The structural analysis performed via Murcko frameworks and the identification of Matched Molecular Pair clusters did not show any issue when applied to the complex degrader structure. However, the framework analysis produced no significant result in terms of structure–degradation relationship, and it supports the idea that the prediction of degradation from PROTAC building blocks is not recommended. We then focused on single-point modifications and performed an Activity Cliff analysis, here called Degradation Cliff (DC). This produced a good although incomplete amount of information in the identification of the structural moieties responsible for consistent AR degradation differences. The implementation of new indexes and similarity descriptors specifically designed for large and flexible PROTAC structures is expected to improve the DC performance.

Linker–degradation relationships revealed that VHL and CRBN AR PROTACs need different linker lengths to optimize their degradation skills, and rigid linkers with an optimal length can degrade the target independently from their structure.

Because of the ligand-based nature of the DC approach, we compared DC findings with a structure-based method, i.e., ternary complex characterization, which supported the previous results. The combination of the two strategies is strongly recommended, if possible, to avoid bias due to the use of single techniques.
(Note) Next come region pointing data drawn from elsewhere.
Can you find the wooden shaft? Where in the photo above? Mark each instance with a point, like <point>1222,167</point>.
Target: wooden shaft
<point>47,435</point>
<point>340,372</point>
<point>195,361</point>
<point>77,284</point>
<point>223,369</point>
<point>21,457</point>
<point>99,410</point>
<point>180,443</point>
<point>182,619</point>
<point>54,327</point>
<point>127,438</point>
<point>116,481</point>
Finally, we used machine learning techniques to build classification models that may be used as virtual filters in early drug discovery projects. Two-dimensional-based classification models discriminated between VHL-based PROTACs that produce low-medium and high AR degradation, but they failed with CRBN derivatives. The classification models highlighted the potential and often underestimated contribution of permeability to degradation data. Polarity descriptors, specifically TPSA, seem to play a pivotal role in the identification of potent AR VHL-PROTAC degraders. A possible explanation of the absence of classification models for CRBN-PROTACs may be related to the synthetic strategy applied during the design of the selected compounds. Indeed, CRBN-PROTACs are characterized by single localized modifications that do not significantly alter degraders’ molecular properties, such as TPSA.

Finally, the transfer of these results to other degraders currently does not seem feasible. However, we hope that this work will concretely help with degradation data analysis and encourage the production and sharing of high-quality degradation data.